A Masked Collective From Seville
Pylar took shape in Seville in 2012 as a collective of masked figures, described in the band’s own materials as hierophants, shamans, and druids drawn from the ranks of Orthodox and Blooming Látigo.
Onstage they cover their faces and move through their concerts as ceremonies, invocations meant to wake what they call tellurian forces long dormant. The disguise is not theater in the ordinary sense; it is a condition of the work.
That posture places the collective inside a long Spanish current in which derangement works as a deliberate strategy rather than an accident of temperament. The provocations of Buñuel and Dalí, the fevered Romanticism of Gustavo Adolfo Bécquer in the eighteen-sixties, and the experimental undergrounds that persisted through decades of cultural suppression all treated the unsettling of reason as a serious method.1 Pylar extends that current directly, transposed into the register of extreme sound.
From Cosmic Horror to a Final Cycle
The path to ‘Delyrio’ runs through more than a decade of records that treat time and structure as materials to be bent. The debut, ‘Poderoso se alza en my’ (2013), announced the collective on the Seville label Knockturne Records and drew early praise from Julian Cope. A sequence of albums followed, culminating in a trilogy — ‘Horror Cósmyco’ (2019), ‘Abysmos’ (2021), and ‘Límyte’ (2023) — that pursued cosmic horror and existential collapse across long, unbroken pieces.
‘Delyrio’ opens what the band describes as its final album cycle, the first movement of an ending rather than a continuation. Where the trilogy traced an abyss, this record sets its remaining certainties aside and gives itself over to delirium as its only organizing force. The shift is one of intent rather than degree, a narrowing toward pure dislocation.
The Law of Salazar
Guiding ‘Delyrio’ is a conceptual device the band names the Law of Salazar, credited on the record to the member Bar-Gal. It is described as a mechanism of radical perspective displacement, a means of deforming the primordial language of metal until familiar coordinates give way. The frame draws on speculative realism and philosophical fiction — the writings of Reza Negarestani, Amy Ireland, and the theoretical currents around the Cybernetic Culture Research Unit.

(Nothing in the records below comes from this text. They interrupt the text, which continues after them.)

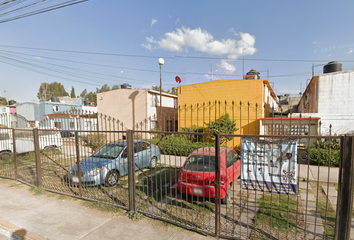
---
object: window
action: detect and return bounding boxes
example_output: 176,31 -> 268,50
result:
226,151 -> 236,168
134,143 -> 143,153
54,122 -> 63,129
140,142 -> 151,150
150,121 -> 157,129
150,94 -> 157,107
265,124 -> 309,136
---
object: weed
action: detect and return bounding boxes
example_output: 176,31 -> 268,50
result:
128,211 -> 144,221
29,187 -> 46,195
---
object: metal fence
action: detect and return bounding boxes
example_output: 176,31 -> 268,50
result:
0,108 -> 354,239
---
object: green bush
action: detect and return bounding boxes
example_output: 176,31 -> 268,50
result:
309,148 -> 340,167
87,133 -> 107,149
308,139 -> 340,167
158,134 -> 214,156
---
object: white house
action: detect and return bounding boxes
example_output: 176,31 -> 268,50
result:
293,63 -> 354,135
97,88 -> 178,131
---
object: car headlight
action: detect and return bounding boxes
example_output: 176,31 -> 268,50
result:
87,168 -> 103,176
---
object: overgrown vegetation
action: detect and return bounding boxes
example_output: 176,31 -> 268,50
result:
308,139 -> 340,167
204,113 -> 238,145
87,133 -> 107,149
255,193 -> 297,232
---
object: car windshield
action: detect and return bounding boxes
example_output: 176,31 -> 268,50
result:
92,144 -> 124,159
184,155 -> 215,172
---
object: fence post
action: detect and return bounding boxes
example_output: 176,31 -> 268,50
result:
214,133 -> 221,237
127,130 -> 135,212
334,135 -> 354,240
33,128 -> 42,188
75,132 -> 82,197
12,128 -> 18,179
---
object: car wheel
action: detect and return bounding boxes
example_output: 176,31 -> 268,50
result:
149,157 -> 157,169
104,170 -> 119,187
221,184 -> 231,204
0,152 -> 11,160
43,146 -> 57,153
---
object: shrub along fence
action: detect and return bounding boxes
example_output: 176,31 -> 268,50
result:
0,108 -> 354,239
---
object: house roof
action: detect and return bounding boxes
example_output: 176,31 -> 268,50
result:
148,90 -> 178,98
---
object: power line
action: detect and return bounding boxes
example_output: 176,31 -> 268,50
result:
0,45 -> 354,63
0,0 -> 89,23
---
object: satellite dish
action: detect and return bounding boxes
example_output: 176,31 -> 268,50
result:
175,76 -> 182,83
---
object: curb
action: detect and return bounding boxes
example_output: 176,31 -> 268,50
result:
0,218 -> 48,240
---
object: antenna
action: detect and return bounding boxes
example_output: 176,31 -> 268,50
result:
210,62 -> 213,81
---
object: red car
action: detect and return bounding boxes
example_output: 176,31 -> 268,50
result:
178,147 -> 241,204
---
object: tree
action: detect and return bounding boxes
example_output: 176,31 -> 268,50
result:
86,92 -> 97,106
204,113 -> 238,145
151,86 -> 170,93
80,89 -> 87,100
96,84 -> 111,93
80,89 -> 97,105
0,97 -> 7,106
112,85 -> 120,90
37,82 -> 69,101
70,87 -> 76,98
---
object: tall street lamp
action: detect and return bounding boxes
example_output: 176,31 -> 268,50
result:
158,58 -> 165,131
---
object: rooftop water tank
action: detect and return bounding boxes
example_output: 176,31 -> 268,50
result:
323,61 -> 342,73
120,83 -> 132,89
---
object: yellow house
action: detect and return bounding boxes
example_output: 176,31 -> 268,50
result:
178,79 -> 280,145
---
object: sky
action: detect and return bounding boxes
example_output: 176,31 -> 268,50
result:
0,0 -> 354,102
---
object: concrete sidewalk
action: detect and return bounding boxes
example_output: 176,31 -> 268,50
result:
0,164 -> 339,240
0,179 -> 213,240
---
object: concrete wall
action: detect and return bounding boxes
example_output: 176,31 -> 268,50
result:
299,70 -> 354,135
16,102 -> 40,121
97,89 -> 148,130
318,71 -> 354,115
178,79 -> 277,145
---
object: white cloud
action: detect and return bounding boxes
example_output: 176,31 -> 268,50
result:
150,19 -> 157,27
145,27 -> 257,58
229,28 -> 238,36
142,27 -> 257,73
141,43 -> 152,51
219,60 -> 236,74
145,37 -> 156,43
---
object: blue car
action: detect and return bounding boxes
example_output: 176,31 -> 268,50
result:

This scaffolding is not new to the collective. On ‘Límyte’ their vocalists intoned texts by the experimental writer Francisco Jota-Pérez alongside fragments from Negarestani’s ‘Cyclonopedia,’ the cult work of philosophical horror. The displacement Pylar pursues carries a ritual logic, closer to the passage a ceremony performs than to any literary conceit — a deliberate move from one order of reality into another.2
In practice the device turns the record against its own genre. The blast, the riff, and the drone remain, but they are dislodged from the grammar that usually gives them meaning, so that the familiar machinery of extreme metal reads as something stranger and less certain of itself.
Two Movements Now Audible
Two of the album’s four movements are public before release. ‘Apoteosis,’ the opening piece, arrived with a teaser in late May, and ‘Enajenación’ surfaced in the days before the record, together forming the only portion of ‘Delyrio’ a listener can assess directly.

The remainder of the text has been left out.